2. The Job density map: The more desity, the more jobs.
-
I was supprised to find Two Job centers: St.John's and Labrador. I thought there would be only St.John's.
-
Also, nearby areas of St.John's like Mount Pearl and Paradise also showed significant opportunities.
3. HDBScan: These clusters illustrated the geographic spread of job opportunities
- It highlighted the concentration of jobs in St. John’s, marked by vibrant red and orange dots on the map.
- black dots, might representing outliers, indicated unique jobs in more remote locations.
4. LDA for job requirement analysis: to understand the nature of these jobs
-
For topic 1, it seems to revolve around positions that require a degree of responsibility and coordination, likely in an administrative or managerial capacity 😎 .
-
The presence of words like "assistant," "program," "manager," and "officer" suggests roles that may involve oversight, planning, and execution of various programs or projects.
-
The terms "health" and "safety" indicate a possible focus on roles related to health and safety management, while "training" and "services" might imply roles in the service industry or corporate training domains.
-
"Valid license" suggests jobs that require certification or specific qualifications.
Method
-
Scrape the job post data
- I already built a way, using selenium, to scrape the data from a popular job post website. >data_scraping.py
- Surely, you can take it as a reference to scrap data from other job websites.
- I have to say, selenium is way better than the way using BeautifulSoup, especially for this kind of dynamic update website which also have anti-scrapping mechanism.
-
Clean the scraped data
- This is an essential step, as the scrapped data contains noises or impurities, which will definitely affect the results.
- In this case, I spotted the errors and areas that need to be adjusted, like moving job type data from salary column to the correct place.
- Try >data_clean.py
-
Take a fast visulization
- In this step, >data_rough_viz.py could give you a general visulization by generating the Job Word Cloud and Job density Map.
- A little tip: When processing data, you can consider some algorithms or techniques to improve efficiency.

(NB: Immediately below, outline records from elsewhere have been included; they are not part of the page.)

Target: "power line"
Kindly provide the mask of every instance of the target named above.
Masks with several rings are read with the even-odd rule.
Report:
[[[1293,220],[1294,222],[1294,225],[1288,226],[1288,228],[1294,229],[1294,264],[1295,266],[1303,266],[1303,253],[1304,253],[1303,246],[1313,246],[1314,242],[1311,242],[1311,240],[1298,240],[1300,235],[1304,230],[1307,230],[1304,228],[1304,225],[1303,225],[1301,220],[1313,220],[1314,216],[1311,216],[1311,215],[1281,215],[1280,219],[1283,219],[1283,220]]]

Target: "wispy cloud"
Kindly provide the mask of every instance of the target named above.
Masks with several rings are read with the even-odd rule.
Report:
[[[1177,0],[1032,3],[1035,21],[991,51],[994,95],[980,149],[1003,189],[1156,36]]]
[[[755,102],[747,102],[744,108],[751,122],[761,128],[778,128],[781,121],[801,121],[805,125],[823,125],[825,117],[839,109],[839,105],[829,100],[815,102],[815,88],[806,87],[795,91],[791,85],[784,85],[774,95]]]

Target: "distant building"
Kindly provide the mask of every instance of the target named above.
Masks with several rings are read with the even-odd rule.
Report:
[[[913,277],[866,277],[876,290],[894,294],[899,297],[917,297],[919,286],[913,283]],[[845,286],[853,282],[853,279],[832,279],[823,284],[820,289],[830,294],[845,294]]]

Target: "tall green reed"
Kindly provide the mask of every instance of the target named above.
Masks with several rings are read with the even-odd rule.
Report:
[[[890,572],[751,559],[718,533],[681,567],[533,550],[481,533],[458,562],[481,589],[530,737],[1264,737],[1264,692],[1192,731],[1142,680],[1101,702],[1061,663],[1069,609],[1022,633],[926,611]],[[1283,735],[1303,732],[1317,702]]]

- For example, when I convert city to longitude and latitude, due to server limitations, I can only process one data in 10 seconds.
- If I simply convert one by one, then 1,000 data will take nearly 3 hours, which is too long.
- But if I can save the existing city areas and longitudes and latitudes, then every time I process the data, I can refer to the recorded ones without having to go to the server for processing.
- The result only takes less than 1 minute to complete.
-
Data mining and more visulization
- I have already created k-means, DBscan, HDBscan and Topic modeling in >data_mining_viz.py
- In this case, I used HDBscan and Topic modeling since I found these two are more suitable.